La chaleur marocaine

Le soleil et le folklore, voilà ce à quoi on s’attend en débarquant à Marrakech. Une bien pâle idée du Maroc, que deux semaines sur place suffisent à effacer.

En avril dernier, c’était la seconde fois que je mettais les pieds au Maroc. J’en gardais un souvenir terni par tous les clichés que j’avais pu découvrir, cloîtrée dans un hôtel, entourée de touristes avachis sur leurs chaises longues et prenant le thé pour l’ensemble de la culture marocaine. J’espérais que cette aventure serait différente et je n’ai pas été déçue.

Dans la peau d’une journaliste en herbe, j’ai découvert un autre Maroc, plus proche de la vérité. Il serait bien prétentieux de dire que j’ai pu le cerner complètement. Mais au moins, mes yeux ont pu s’ouvrir sur le peuple marocain, sur la société marocaine, sur ses problèmes et sur ses avancées, en un mot sur des questions bien plus enrichissantes que la simple vue des plages d’Agadir.

Bien sûr, il nous resterait encore énormément de choses à découvrir, à comprendre, à vivre, mais en deux semaines cette expérience nous a tout de même permis de nous forger une opinion sur ce pays que nous pensions connaître par sa proximité avec la France et qui nous est finalement apparu tellement surprenant.

S’il me fallait garder un seul souvenir, un seul regard, je le chercherais bien loin des problèmes politiques ou sociaux et des complexités religieuses.
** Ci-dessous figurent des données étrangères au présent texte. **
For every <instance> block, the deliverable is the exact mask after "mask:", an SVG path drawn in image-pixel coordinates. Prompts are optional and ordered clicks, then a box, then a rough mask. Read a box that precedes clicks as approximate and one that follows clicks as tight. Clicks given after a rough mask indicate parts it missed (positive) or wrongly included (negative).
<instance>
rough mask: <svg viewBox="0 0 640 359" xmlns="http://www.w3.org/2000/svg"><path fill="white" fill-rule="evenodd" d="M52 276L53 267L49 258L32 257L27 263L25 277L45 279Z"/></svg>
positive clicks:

Lorsqu’à présent on me parle du Maroc, je pense tout de suite à la gentillesse, l’accueil, la simplicité des Marocains. Une chaleur qu’on peut découvrir aussi bien à Marrakech qu’au fin fond de l’Atlas. En quelques minutes, on vous invite à prendre le thé, on répond à vos questions avec le plaisir de parler de son pays, de sa culture.
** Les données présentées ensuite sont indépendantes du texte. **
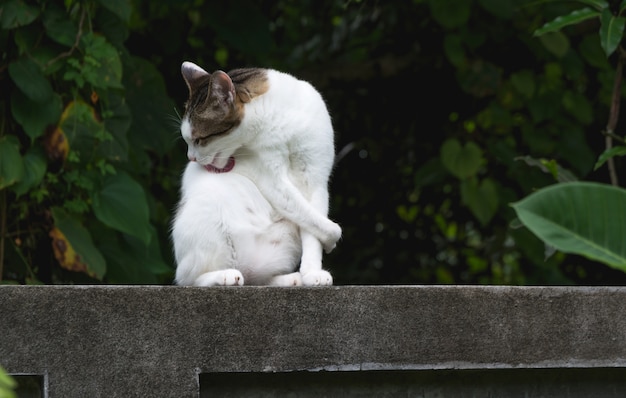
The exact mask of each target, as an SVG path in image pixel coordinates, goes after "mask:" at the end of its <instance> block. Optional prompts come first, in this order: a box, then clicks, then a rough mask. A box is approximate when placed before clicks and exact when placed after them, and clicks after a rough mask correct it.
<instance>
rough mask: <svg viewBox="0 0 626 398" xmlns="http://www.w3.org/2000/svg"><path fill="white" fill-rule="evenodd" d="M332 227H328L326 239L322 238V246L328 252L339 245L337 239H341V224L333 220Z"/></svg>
mask: <svg viewBox="0 0 626 398" xmlns="http://www.w3.org/2000/svg"><path fill="white" fill-rule="evenodd" d="M331 224H332V225H331V227H329V228H328V230H327V233H326V237H325V239H323V240H321V243H322V246H323V247H324V251H325V252H326V253H330V252H331V251H333V249H334V248H335V247H336V246H337V241H339V239H341V227H340V226H339V224H337V223H334V222H332V221H331Z"/></svg>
S’intéresser au peuple marocain c’est à la fois apprendre, et partager une histoire. Un partage qui efface tous les préjugés, toutes les idées préconçues qu’on peut avoir en montant dans l’avion. Nous sommes « cousins » après tout. Et lorsqu’on admire les valeurs familiales présentes au Maroc, on devine à quel point cet accueil est sincère. Si les Français se plaisent souvent à critiquer certains mauvais côtés du Maroc, ils n’ont aucune leçon à donner en termes de simplicité et de chaleur humaine.

Le Maroc est une mosaïque d’idées, de cultures, d’histoires. Je n’oublie pas tout cela. Mais la gentillesse du peuple marocain restera ce qui m’a le plus marquée, le plus touchée.